The Mechromancer’s Alpha also starts to radiate a permanent aura s per the desecrate spell and later adds the channel resistance provides by unhallow to its array, but not the other abilities of aforementioned spell.
Conclusion:
Editing and formatting are not up to the level of quality I’ve come to expect from Interjection Games – from the missing skill points per level to non-italicized spells and minor typos, for such a short pdf the amount of glitches is too high for my tastes. Layout adheres to Interjection Games’ neat 2-column b/w-standard and the product does feature some nice b/w-stock artworks. The pdf has no bookmarks, but needs none at this length.
I really wanted to like the mechromancer- it really caters to my sentiments and has a delightful mad science-feel in concept.
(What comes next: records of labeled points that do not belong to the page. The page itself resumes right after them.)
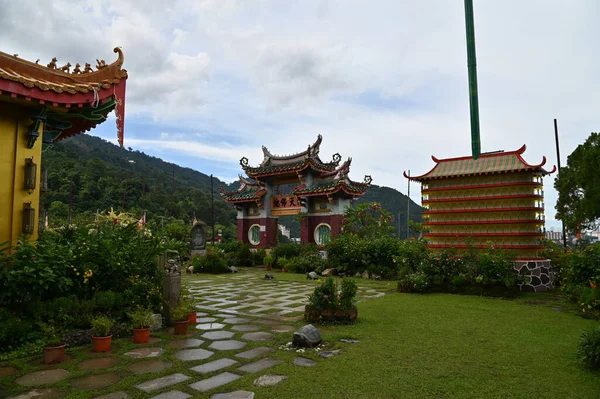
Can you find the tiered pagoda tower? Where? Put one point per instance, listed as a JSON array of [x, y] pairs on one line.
[[320, 191], [497, 199], [43, 104]]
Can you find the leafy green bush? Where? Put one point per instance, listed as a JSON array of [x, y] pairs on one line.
[[589, 348], [212, 262], [304, 264], [101, 326]]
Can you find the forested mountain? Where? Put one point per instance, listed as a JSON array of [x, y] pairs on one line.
[[87, 173]]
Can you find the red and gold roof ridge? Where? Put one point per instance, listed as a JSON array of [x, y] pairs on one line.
[[487, 163], [53, 77]]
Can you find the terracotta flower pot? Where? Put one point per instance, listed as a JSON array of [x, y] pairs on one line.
[[54, 354], [141, 335], [181, 327], [102, 344]]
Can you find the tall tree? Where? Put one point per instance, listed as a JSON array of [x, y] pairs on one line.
[[578, 186]]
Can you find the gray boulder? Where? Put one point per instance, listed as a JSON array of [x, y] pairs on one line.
[[307, 337]]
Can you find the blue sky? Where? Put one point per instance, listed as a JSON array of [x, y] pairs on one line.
[[384, 81]]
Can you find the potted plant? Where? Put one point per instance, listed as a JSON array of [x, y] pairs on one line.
[[142, 319], [180, 316], [102, 337], [54, 349]]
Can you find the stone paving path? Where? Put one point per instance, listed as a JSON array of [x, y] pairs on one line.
[[241, 318]]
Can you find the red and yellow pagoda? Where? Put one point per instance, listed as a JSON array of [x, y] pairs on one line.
[[294, 184], [497, 199], [43, 104]]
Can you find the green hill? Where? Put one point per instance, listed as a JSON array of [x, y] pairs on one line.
[[87, 173]]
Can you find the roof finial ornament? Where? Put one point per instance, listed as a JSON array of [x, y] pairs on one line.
[[52, 64]]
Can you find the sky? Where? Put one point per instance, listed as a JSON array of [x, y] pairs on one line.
[[383, 81]]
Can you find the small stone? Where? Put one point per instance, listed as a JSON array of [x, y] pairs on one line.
[[141, 353], [193, 354], [236, 320], [227, 345], [210, 326], [43, 377], [257, 336], [252, 353], [149, 366], [259, 365], [114, 395], [95, 381], [42, 393], [234, 395], [172, 395], [99, 363], [214, 382], [304, 362], [185, 343], [307, 337], [245, 327], [268, 380], [162, 382], [328, 354], [214, 365], [212, 335]]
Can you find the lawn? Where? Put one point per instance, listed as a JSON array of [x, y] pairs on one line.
[[411, 346]]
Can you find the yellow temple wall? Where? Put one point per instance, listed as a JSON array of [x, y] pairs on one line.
[[13, 152]]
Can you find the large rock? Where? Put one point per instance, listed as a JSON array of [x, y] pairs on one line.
[[307, 337]]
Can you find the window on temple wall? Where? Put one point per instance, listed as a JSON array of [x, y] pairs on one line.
[[254, 234], [323, 234]]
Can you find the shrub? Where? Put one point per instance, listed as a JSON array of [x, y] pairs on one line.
[[304, 264], [101, 326], [212, 262], [141, 318], [589, 348]]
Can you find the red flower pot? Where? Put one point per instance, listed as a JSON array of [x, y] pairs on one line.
[[54, 354], [181, 327], [141, 335], [102, 344]]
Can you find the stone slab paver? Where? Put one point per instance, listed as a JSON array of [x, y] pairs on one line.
[[304, 362], [162, 382], [257, 336], [234, 395], [185, 343], [141, 353], [227, 345], [193, 354], [252, 353], [260, 365], [114, 395], [214, 365], [245, 327], [214, 382], [41, 393], [218, 335], [149, 366], [42, 377], [210, 326], [95, 381], [172, 395], [99, 363], [269, 379]]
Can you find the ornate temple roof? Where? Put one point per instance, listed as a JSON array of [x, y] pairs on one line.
[[285, 164], [250, 190], [69, 102], [497, 162]]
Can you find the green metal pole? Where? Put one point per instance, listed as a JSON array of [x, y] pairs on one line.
[[472, 64]]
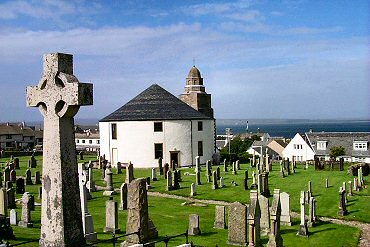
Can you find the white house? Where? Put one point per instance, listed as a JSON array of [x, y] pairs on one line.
[[299, 149], [158, 124]]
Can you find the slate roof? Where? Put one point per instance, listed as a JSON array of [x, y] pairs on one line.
[[335, 139], [155, 103]]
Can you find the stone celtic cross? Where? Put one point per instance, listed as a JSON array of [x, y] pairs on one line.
[[59, 96]]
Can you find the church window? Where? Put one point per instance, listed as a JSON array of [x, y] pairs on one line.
[[158, 126], [200, 125], [200, 148], [158, 150], [114, 131]]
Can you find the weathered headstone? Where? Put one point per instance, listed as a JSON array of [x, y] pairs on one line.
[[220, 217], [109, 189], [111, 216], [214, 181], [137, 213], [275, 239], [129, 173], [303, 230], [237, 232], [26, 211], [246, 180], [154, 174], [193, 191], [123, 196], [19, 186], [285, 218], [59, 96], [194, 225], [13, 175], [160, 166], [254, 216], [3, 202], [342, 203], [37, 177], [169, 181], [13, 217], [264, 206]]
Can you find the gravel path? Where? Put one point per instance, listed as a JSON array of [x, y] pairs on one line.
[[364, 227]]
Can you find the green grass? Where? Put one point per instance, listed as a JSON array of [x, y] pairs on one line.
[[171, 218]]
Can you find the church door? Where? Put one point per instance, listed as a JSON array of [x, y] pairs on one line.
[[175, 158]]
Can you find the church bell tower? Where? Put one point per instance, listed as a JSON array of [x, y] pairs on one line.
[[195, 93]]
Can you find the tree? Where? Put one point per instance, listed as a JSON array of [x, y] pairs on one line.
[[337, 151]]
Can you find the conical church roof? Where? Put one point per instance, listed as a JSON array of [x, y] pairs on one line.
[[155, 103]]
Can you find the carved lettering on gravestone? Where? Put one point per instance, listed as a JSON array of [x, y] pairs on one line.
[[59, 96]]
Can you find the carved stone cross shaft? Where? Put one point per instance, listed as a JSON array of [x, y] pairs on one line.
[[59, 96]]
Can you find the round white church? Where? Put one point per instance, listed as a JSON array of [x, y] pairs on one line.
[[156, 124]]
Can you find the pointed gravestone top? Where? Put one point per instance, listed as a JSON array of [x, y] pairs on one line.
[[59, 96]]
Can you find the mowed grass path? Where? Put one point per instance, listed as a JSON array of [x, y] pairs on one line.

In execution, though, I think it unfortunately falls rather flat: From the missing skills per level to the uninspired capstone, the PrC feels a bit raw and less imaginative than its concept deserves – while the necromantic additions to the automata are great, as is the option to temporarily revive them, they do suffer from some problematic uses of the rules-language and over all require more clarification regarding when/if they count as undead, constructs etc.. And they only cover one half of the equation: “Theurge” implies a duality and this pdf misses the awesome chance of adding inventions to the undead – the class essentially is a one-way street, only one side of the coin, and feels honestly cut down, like it was supposed to be so much more. Were it only for unrealized potential, I wouldn’t have rated this pdf down as much – but with the glitches that actually severely impede the functionality of the class, I am left with no choice in spite of liking the concept of this PrC: My final verdict will clock in at a final verdict of 1.5 stars, rounded up to 2 for the purpose of this platform.